Le principal point de tension se trouve à la frontière avec la Grèce près de la ville macédonienne de Gevgelija. Près de 3 000 personnes y étaient coincées dans la nuit de jeudi à vendredi.

Ceux qui sont parvenus à passer ont ensuite marché le long des lignes de chemins de fer pour prendre un train leur permettant de traverser l’ex-République yougoslave de Macédoine afin de gagner la Serbie voisine.

“Maintenant, on nous a dit qu’on pouvait entrer en Macédoine et que tout le monde était heureux.

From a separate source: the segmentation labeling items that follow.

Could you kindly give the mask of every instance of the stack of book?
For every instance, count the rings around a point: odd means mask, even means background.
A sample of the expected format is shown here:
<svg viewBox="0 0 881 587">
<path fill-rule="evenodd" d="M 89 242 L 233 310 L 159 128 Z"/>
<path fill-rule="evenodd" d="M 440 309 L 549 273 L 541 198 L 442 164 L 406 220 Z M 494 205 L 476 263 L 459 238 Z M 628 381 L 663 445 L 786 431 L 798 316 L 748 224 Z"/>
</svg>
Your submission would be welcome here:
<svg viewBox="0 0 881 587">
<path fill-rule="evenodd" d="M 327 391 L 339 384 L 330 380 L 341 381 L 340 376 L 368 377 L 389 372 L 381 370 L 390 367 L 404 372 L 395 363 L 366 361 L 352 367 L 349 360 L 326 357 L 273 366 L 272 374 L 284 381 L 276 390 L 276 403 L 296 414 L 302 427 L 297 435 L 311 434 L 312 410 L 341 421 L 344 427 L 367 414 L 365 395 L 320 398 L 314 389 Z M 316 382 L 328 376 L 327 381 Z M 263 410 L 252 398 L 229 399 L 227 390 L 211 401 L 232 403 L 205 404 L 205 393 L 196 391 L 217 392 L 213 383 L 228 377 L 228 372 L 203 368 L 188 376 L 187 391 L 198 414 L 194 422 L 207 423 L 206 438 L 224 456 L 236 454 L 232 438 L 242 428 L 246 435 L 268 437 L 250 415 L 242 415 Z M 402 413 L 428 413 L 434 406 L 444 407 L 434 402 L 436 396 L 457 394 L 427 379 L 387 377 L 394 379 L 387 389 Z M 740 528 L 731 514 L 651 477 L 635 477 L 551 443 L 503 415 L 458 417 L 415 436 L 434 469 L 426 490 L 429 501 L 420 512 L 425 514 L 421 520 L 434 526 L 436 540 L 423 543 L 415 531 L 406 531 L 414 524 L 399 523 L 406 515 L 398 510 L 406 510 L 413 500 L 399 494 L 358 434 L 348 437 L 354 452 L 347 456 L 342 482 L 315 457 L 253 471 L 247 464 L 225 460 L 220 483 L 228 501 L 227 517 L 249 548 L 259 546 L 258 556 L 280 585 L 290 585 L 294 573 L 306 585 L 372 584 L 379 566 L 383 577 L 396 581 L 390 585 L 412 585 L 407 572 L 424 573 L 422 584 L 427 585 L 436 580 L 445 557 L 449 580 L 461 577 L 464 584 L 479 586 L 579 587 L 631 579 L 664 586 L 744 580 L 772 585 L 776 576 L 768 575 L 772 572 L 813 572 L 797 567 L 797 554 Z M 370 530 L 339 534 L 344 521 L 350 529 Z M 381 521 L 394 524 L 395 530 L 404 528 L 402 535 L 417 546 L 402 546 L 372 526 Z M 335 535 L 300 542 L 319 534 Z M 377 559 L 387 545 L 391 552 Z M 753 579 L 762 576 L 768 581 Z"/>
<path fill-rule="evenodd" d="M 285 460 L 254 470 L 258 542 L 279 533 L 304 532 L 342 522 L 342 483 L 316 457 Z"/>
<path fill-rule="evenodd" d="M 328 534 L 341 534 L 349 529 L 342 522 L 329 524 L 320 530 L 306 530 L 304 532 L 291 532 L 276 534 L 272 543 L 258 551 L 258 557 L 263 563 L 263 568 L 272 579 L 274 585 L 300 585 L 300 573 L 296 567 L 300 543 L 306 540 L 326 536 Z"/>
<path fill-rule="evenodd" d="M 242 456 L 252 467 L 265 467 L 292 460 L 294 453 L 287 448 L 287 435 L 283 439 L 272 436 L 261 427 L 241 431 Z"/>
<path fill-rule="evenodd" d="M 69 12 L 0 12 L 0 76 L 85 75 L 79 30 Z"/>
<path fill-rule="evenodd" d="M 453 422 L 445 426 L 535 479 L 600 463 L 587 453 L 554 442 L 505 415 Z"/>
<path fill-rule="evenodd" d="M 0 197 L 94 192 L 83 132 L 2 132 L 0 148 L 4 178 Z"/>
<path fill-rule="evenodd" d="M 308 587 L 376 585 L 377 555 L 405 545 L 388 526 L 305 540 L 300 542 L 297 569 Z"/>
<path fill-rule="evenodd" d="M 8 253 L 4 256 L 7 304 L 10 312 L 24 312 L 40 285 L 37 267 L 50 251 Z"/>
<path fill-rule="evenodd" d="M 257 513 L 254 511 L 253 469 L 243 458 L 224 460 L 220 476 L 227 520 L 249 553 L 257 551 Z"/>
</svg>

On a des familles, des femmes enceintes, certains blessés, ces deux trois derniers jours, la situation a été très difficile”, raconte cet homme qui a fui la ville syrienne d’Alep.

Mais leurs objectifs, c’est d’atteindre la Hongrie, pays membre de l’Union européenne malgré la haute clôture qui est en construction pour les empêcher de passer.

Un chemin périlleux. Pour la plupart réfugiés syriens, ils arrivent à Belgrade où ils ont installé des tentes dans les rues ou dans l’un des parcs de la capitale serbe. Plusieurs associations dont la Croix-Rouge leurs viennent en aide notamment des médecins et des coiffeurs. De là, les migrants espèrent aller en Hongrie mais surtout en Allemagne, en Autriche ou en Suède pour bâtir une autre vie. Plus heureuse après les tragédies.